Hal ini yang lebih penting dan dipandang penting oleh masyarakat adat AKUR Cigugur dan masyarakat adat Sunda lainnya. Bahkan dalam pepatah Sunda dikatakan bahwa “munjung mah lain ka gunung tapi ka indung, muja mah lain ka sagara tapi ka bapa” (menyembah dan memuja itu bukan pada gunung dan lautan tetapi sewajibnya pada ibu dan bapa atau orang tua kita sendiri).

Pembuatan makam orang tua keluarga Paseban (sesepuh adat Sundawiwitan AKUR Cigugur) adalah wujud penghormatan anak, keluarga dan warga atas penghormatan pada orang tua. Bakti dan hormat pada orang tua adalah ajaran Agama Sundawiwitan dan ajaran yang berlaku pada setiap agama apapun. Leluhur dalam perspektif ajaran Agama Sundawiwitan adalah juga orang tua yang sudah lama berpulang keharibaan Hyang maha Pencipta. Menghormati leluhur kita adalah wujud dari manusia Pancasila yang berketuhanan Yang Maha Esa, karena hakekat kehadiran Tuhan di muka bumi adalah adanya leluhur dan kedua orang tua kita.

Manifestasi Batu Satangtung atau Menhir adalah manisfestasi hubungan transden yang mewujud sebagai simbol penghormatan manusia terhadap penciptaan Tuhan terhadp manusia di muka bumi ini. Pada perkembangannya bentuk yang menyerupai menhir ini pun ada pada setiap keagamaan di dunia baik dalam bentuk bulat, kotak, lonjong, patung dewa, patung nabi dan sebaginya.

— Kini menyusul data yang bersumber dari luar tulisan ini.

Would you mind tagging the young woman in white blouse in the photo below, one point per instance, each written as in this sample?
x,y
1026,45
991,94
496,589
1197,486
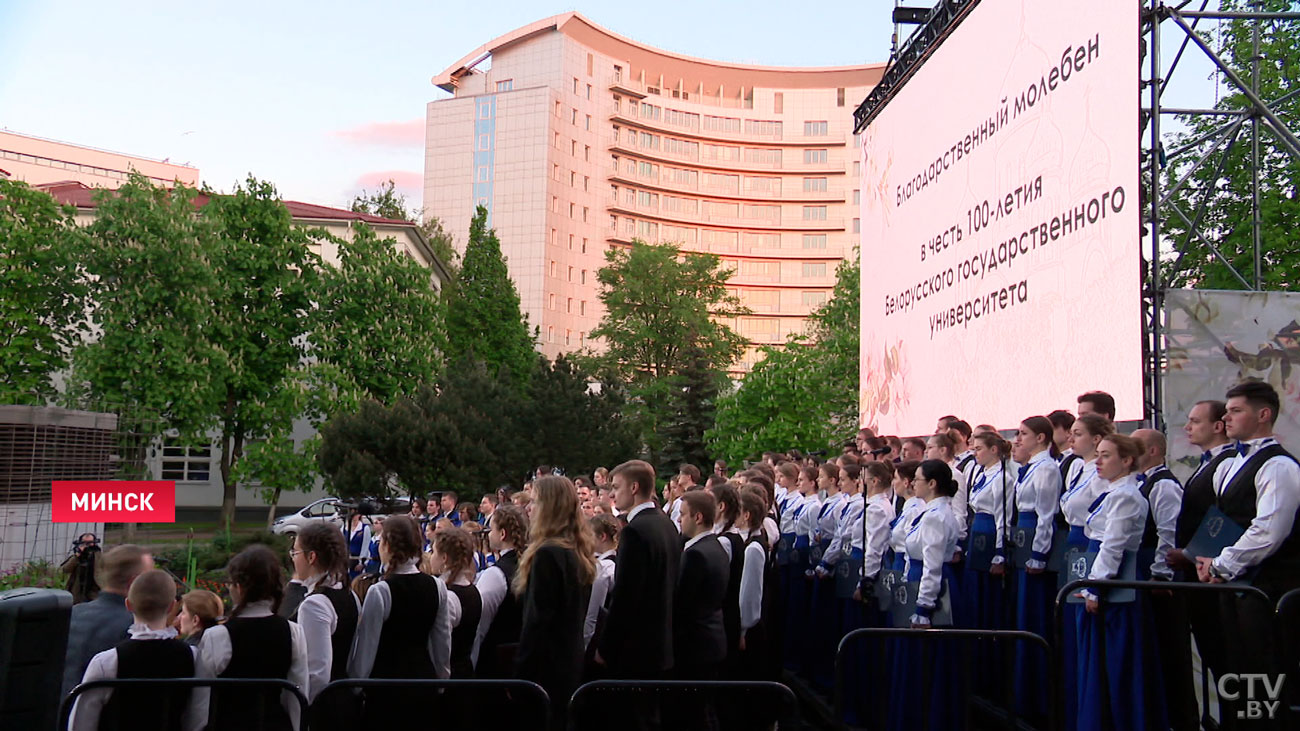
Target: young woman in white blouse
x,y
1118,670
1038,494
931,541
1080,488
404,630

Mengapa hal ini terjadi demikian? Karena secara antropologis manusia itu makhluk spiritual sekaligus makhul simbolis atau (Homo symbolicum). Oleh karena itu penistaaan terhaddap simbol menhir atau batu satangtung secara tidak langsung bagi mereka yang belum paham, tidak lain merupakan penistaan terhadap orang tua sendiri, leluhur bangsa sendiri dan kemudian secara kahekat penghinaan terhadap Tuhan siapin atau agama apapun. Artinya bertentangan dengan Ideologi Pancasila yang sila pertamanya adalah Ketuhanan Yang Maha Esa.

*Penulis adalah Dosen Antropologi FISIP UNPAD /kandidat Doktor Antropologi) UNPAD.